Born into a family of carpet makers and shawl traders, Shaw grew up surrounded by exceptional textiles with exquisite and elaborate patterns. When he moved to London in 1993, a new set of influences began to filter through his imagination: paintings by Botticelli, Holbein and Piranesi in the National Gallery, birds and beasts housed in the Natural History Museum, the wildlife documentaries of Sir David Attenborough, illustrations in forensic medical journals, and images culled from contemporary culture. Alongside the Old Masters’ depictions of imperial Rome, ancient ruins and the English royal court, Shaw found inspiration in the indulgent extravagance of Moghul India – its floral fabrics and marble inlay designs – as well as the chrysanthemum studies of Katsushika Hokusai.
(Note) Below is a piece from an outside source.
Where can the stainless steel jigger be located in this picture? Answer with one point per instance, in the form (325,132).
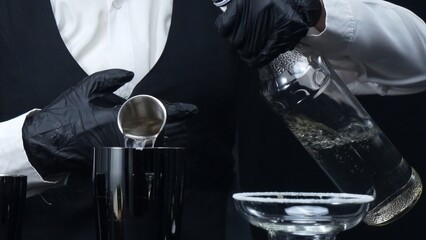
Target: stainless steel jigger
(142,118)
He devoured the Romantic poets and Victorian novelists, pouring over translations of works such as Rubaiyat of Omar Khayyam and The Arabian Nights. The depth and diversity of his visual archive is borne out in the fantastical collisions and fusions that take place upon the teeming surfaces of his works.

Ultimately, however, Shaw’s surging repository of imagery is channelled through a precise, finely-calibrated method. Small paper drawings are transferred to acetate and then projected onto panels. Starting from the centre and working outwards, Shaw reproduces his individual drawings in pen. ‘I normally have an idea of what I want the painting to be’, he claims, ‘but the compositions take on a life of their own depending on how I feel at that moment, day, month or year’ (R. Shaw in conversation with Kunsthalle Wien, in Raqib Shaw Absence of God, exh. cat., White Cube, London, 2009, p. 107). Once the arrangement of the composition has been finalised, the panel is removed from the wall, laid flat, and the drawn contours are carefully traced with stained-glass liner. Paint is then poured into the delineated shapes using small plastic tubes and refined using a porcupine quill, before glitter and crystals are added. For Shaw, this meticulous process induces a meditative, therapeutic state of calm. As he explains, ‘the reason I started painting was because interaction with people, with society, caused me a lot of anxiety … I needed a space to deal with this anxiety. The paintings are based on channelling that anxiety, on concentrating on something. It is very much like those Shamanic practices where people beat the drums so that they go on to another reality, another space. And that is why you see [in my work] this constant obsession with detail, this constant craziness. What I particularly like is when you go very close to the work: every square metre is absolutely perfect. And [it contains this] incredible repetition: on and on. Maybe this repetition, in a way, calms the anxiety’ (R. Shaw, 2008, quoted in H. K. Bhabha, ‘An Art of Exquisite Anxiety’, in Raqib Shaw Absence of God, exh. cat., White Cube, London, 2009, p. 9).